The following figure from pygis.io shows how these three join options operate (note that the “Outer” join is not implemented in GeoPandas
:
Let’s try this using the Chicago and Groceries GeoDataFrames
:
chicago.head()
geometry | community | |
---|---|---|
0 | MULTIPOLYGON (((1181573.250 1886828.039, 11815... | DOUGLAS |
1 | MULTIPOLYGON (((1186289.356 1876750.733, 11862... | OAKLAND |
2 | MULTIPOLYGON (((1176344.998 1871187.546, 11763... | FULLER PARK |
3 | MULTIPOLYGON (((1182322.043 1876674.730, 11823... | GRAND BOULEVARD |
4 | MULTIPOLYGON (((1186289.356 1876750.733, 11862... | KENWOOD |
groceries.head()
OBJECTID | Ycoord | Xcoord | Status | Address | Chain | Category | geometry | |
---|---|---|---|---|---|---|---|---|
0 | 16 | 41.973266 | -87.657073 | OPEN | 1051 W ARGYLE ST, CHICAGO, IL. 60640 | VIET HOA PLAZA | NaN | MULTIPOINT (1168268.672 1933554.350) |
1 | 18 | 41.696367 | -87.681315 | OPEN | 10800 S WESTERN AVE, CHICAGO, IL. 60643-3226 | COUNTY FAIR FOODS | NaN | MULTIPOINT (1162302.618 1832900.224) |
2 | 22 | 41.868634 | -87.638638 | OPEN | 1101 S CANAL ST, CHICAGO, IL. 60607-4932 | WHOLE FOODS MARKET | NaN | MULTIPOINT (1173317.042 1895425.426) |
3 | 23 | 41.877590 | -87.654953 | OPEN | 1101 W JACKSON BLVD, CHICAGO, IL. 60607-2905 | TARGET/SUPER | new | MULTIPOINT (1168996.475 1898801.406) |
4 | 27 | 41.737696 | -87.625795 | OPEN | 112 W 87TH ST, CHICAGO, IL. 60620-1318 | FOOD 4 LESS | NaN | MULTIPOINT (1176991.989 1847262.423) |
Let’s first plot the data:
ax = chicago.plot()
groceries.plot(ax = ax, color="red")
<Axes: >
Now, we will use the groceries GeoDataFrame
to find communities from the chicago GeoDataFrame
that intersect
with the geometries of each grocery store:
groceries_with_community = groceries.sjoin(chicago, how="inner", predicate='intersects')
groceries_with_community.head()
OBJECTID | Ycoord | Xcoord | Status | Address | Chain | Category | geometry | index_right | community | |
---|---|---|---|---|---|---|---|---|---|---|
0 | 16 | 41.973266 | -87.657073 | OPEN | 1051 W ARGYLE ST, CHICAGO, IL. 60640 | VIET HOA PLAZA | NaN | MULTIPOINT (1168268.672 1933554.350) | 30 | UPTOWN |
87 | 365 | 41.961707 | -87.654058 | OPEN | 4355 N SHERIDAN RD, CHICAGO, IL. 60613-1497 | JEWEL OSCO | NaN | MULTIPOINT (1168837.980 1929246.962) | 30 | UPTOWN |
90 | 373 | 41.963131 | -87.656352 | OPEN | 4466 N BROADWAY ST, CHICAGO, IL. 60640-5660 | TARGET | NaN | MULTIPOINT (1168471.227 1929825.061) | 30 | UPTOWN |
140 | 582 | 41.969131 | -87.674882 | Chicago-Ravenswood | 1800 W Lawrence Ave, Chicago, IL 60640 | Mariano's | NaN | MULTIPOINT (1163502.978 1932264.462) | 30 | UPTOWN |
1 | 18 | 41.696367 | -87.681315 | OPEN | 10800 S WESTERN AVE, CHICAGO, IL. 60643-3226 | COUNTY FAIR FOODS | NaN | MULTIPOINT (1162302.618 1832900.224) | 73 | MORGAN PARK |
Question: If we use left
as the value for how
in the sjoin()
method, how will the result be different?
14.10.3.2. Nearest joins#
Proximity-based joins can be done via GeoDataFrame.sjoin_nearest()
.
GeoDataFrame.sjoin_nearest()
shares the how argument with GeoDataFrame.sjoin()
, and includes two additional arguments: max_distance
and distance_col
.
max_distance
The max_distance
argument specifies a maximum search radius for matching geometries.

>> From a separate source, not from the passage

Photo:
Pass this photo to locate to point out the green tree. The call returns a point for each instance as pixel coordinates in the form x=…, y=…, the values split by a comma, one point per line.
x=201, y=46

This can have a considerable performance impact in some cases. If you can, it is highly recommended that you use this parameter.
distance_col
If set, the resultant GeoDataFrame
will include a column with this name containing the computed distances between an input geometry and the nearest geometry.